End of the Saga: Candy Crushed

I kicked the habit it at level 100 and something.  How did I do it?  I removed the little candy cane striped jelly bean from my home page on Facebook.  That little bean would catch my attention from the left corner of my eye.  Zoom! My mouse was on it before the  Delirium Tremor set in.  Not a moment to be spared! Damn if I was going to spend my productive time doing something productive.

During my time as a conductor on the Manitou and Pikes Peak Railway many a passenger  whiled away their time in the Pikes Peak National Forest staring into their smartphone, tablet, or game device.  Never mind $22 to $38 a person spent for the experience of riding a Swiss-made train, gaining over 7,000 feet in elevation to climb one of most famous mountains in not just the United States but the world.  Nine out of ten device junkies were transfixed on one common time waster: Candy Crush Saga.  The others,  one out of ten, may have been taking photos of their experience or just themselves.  Mostly the latter. I would have pointed out a bear, moose, elk, deer, porcupine, marmot, pica, eagle, hawk, turkey, mountain lion, mountain goat, zombies, big horn sheep, but I knew by the time they tore themselves  from vicariously crushing an imaginary piece of confectionery, it would have been too late.  A part of me wanted to slap them aside the head.  The other part wanted to grab their device so I could play.

Then I met passenger X.

X did seem to pay attention to the scenery, her companions, and the narration I provided.  At the summit of Pikes Peak she was one of over 200 fellow passengers who disembarked for 30 minutes or more gazing at  scenery on top of one of Colorado’s highest points of land or the mad dash for the restrooms.  She was well dressed and spoken.  Her children were well behaved.  X laughed at my corny scripted jokes (I recite them, I didn’t write them). During the the mountain descent I drifted through the train, answering questions, doing the required selling of souvenir books and CD’s.  One row behind her and over X’s shoulder I spied her playing “the” game.

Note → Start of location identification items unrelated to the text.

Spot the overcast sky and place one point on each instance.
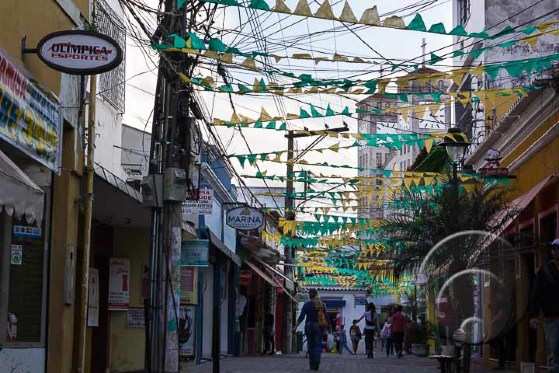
(277, 29)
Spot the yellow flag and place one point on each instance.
(303, 9)
(370, 17)
(347, 14)
(325, 11)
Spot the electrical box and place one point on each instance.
(175, 185)
(152, 190)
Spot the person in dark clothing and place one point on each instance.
(544, 304)
(398, 328)
(314, 314)
(269, 334)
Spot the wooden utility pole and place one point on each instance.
(88, 216)
(170, 161)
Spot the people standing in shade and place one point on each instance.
(370, 317)
(398, 328)
(544, 305)
(355, 335)
(316, 323)
(386, 335)
(269, 334)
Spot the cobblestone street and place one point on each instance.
(331, 363)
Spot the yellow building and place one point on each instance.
(527, 139)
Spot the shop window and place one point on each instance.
(24, 272)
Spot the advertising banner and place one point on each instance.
(195, 253)
(202, 206)
(119, 289)
(30, 120)
(189, 285)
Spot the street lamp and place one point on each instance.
(456, 144)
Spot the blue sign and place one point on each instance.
(195, 253)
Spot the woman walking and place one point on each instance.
(314, 314)
(370, 317)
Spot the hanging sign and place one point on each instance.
(195, 253)
(93, 298)
(30, 120)
(202, 206)
(79, 52)
(245, 218)
(119, 289)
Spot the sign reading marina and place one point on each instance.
(245, 218)
(80, 52)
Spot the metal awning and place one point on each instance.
(20, 195)
(261, 273)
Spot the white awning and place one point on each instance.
(18, 193)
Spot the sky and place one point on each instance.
(301, 33)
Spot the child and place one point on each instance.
(355, 334)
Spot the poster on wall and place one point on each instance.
(186, 330)
(201, 206)
(30, 120)
(93, 298)
(119, 290)
(189, 285)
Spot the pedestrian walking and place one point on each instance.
(544, 304)
(269, 334)
(370, 317)
(386, 335)
(316, 323)
(355, 335)
(398, 328)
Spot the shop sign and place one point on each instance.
(202, 206)
(79, 52)
(245, 218)
(93, 298)
(30, 120)
(119, 288)
(189, 285)
(136, 317)
(195, 253)
(187, 318)
(16, 257)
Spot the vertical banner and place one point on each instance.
(173, 302)
(119, 289)
(189, 285)
(187, 330)
(93, 298)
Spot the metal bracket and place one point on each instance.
(24, 49)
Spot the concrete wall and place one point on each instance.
(127, 345)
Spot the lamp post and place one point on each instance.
(456, 144)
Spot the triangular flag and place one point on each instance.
(264, 116)
(281, 7)
(325, 11)
(370, 17)
(303, 9)
(347, 14)
(394, 22)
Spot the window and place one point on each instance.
(464, 9)
(23, 275)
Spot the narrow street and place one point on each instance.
(331, 363)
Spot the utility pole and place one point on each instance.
(290, 215)
(169, 162)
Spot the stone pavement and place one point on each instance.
(331, 363)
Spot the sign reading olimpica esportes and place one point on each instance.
(245, 218)
(79, 52)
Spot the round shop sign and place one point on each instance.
(80, 52)
(245, 218)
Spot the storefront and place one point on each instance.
(30, 137)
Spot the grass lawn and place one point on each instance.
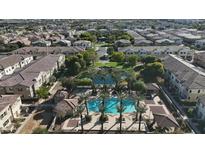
(109, 64)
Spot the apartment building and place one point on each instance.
(10, 63)
(199, 58)
(184, 52)
(43, 51)
(10, 108)
(27, 81)
(82, 44)
(184, 78)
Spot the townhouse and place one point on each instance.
(10, 108)
(185, 79)
(200, 107)
(10, 63)
(43, 51)
(199, 58)
(27, 81)
(82, 44)
(184, 52)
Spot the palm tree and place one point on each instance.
(121, 108)
(102, 109)
(136, 108)
(80, 110)
(102, 117)
(142, 109)
(84, 98)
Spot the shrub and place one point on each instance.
(43, 92)
(83, 82)
(88, 118)
(40, 130)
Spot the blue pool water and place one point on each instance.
(111, 105)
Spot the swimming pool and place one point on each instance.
(111, 105)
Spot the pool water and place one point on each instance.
(111, 105)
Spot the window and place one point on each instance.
(20, 89)
(2, 116)
(6, 122)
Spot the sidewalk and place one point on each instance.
(180, 110)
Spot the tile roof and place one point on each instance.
(26, 77)
(6, 100)
(27, 50)
(188, 75)
(11, 60)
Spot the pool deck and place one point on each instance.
(112, 124)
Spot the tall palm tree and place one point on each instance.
(142, 109)
(84, 98)
(102, 117)
(137, 110)
(80, 110)
(121, 108)
(102, 109)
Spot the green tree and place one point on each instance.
(110, 50)
(139, 86)
(132, 60)
(43, 92)
(90, 57)
(121, 108)
(148, 59)
(73, 65)
(69, 84)
(118, 57)
(40, 130)
(80, 110)
(152, 71)
(88, 36)
(142, 109)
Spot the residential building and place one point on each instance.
(200, 107)
(42, 51)
(200, 43)
(164, 42)
(10, 63)
(27, 81)
(82, 44)
(161, 116)
(42, 43)
(184, 52)
(10, 108)
(184, 79)
(142, 42)
(122, 43)
(62, 43)
(199, 58)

“What level are you on?  I promised my husband I would quit when I reached One hundred.”

“Seven hundred thousand four hundred and thirty-seven, oh wait, make that eight.  It’s never ending, isn’t it?  My sister asked what happens when I get to the end, and I just said, ‘there isn’t one, they  make up a new level’.  Did you know that of all the electronic games out there, Candy Crush is the most addictive? You should see my credit card bill for this game!  I would quit but then I would just go back to heroin and have to pay some attention to my kids. Thank goodness my husband is a  Hollywood plastic surgeon.” X’s eyes dried out, fell onto her lap, rolled to the train floor, then bounced downhill  towards feet waiting to smash them like grapes beneath a hammer. I silently rooted for the smashing.

I gave the up the game right then and soon thereafter.

Fortunately I only possess a mildly addictive personality. Some time, money, health, and relationship wasters have gone by the wayside:

A two-pack a day cigarette habit

Black-out drinking

Cutting the split ends out of my hair, one by one

Camping in the wilderness alone

Foreign films without a plot

Chasing after men I don’t have a chance with, such as Brad Pitt

Obsessive overeating

Shoes that don’t fit

Going braless (The world deserved a favor)

Obsessing, period.

Trying to fix dead people

I sent messages of departure to others who had sent lives to me in times of frugal need.  Apologies were made for tying a monkey around the necks of those I encouraged to play the game. I invited my husband to watch the striped jelly bean on my Facebook page vanish.  He trusted me enough to follow through.

At best a month or more has passed since I last took a virtual hammer to virtual candy.  I really haven’t missed it.  I’ve read books, written a blog post, reconnected with dear friends and gone outdoors for walks.  The cat is glad to have my attention back.  The house is tidy(ish) and I am cooking supper to share with the hubby I  nearly forgot what he looked like.

And I am proud to say I only played through 172 levels of an iphone Mahjong before I deleted the app off of my phone.  Life is good, even without my eyes.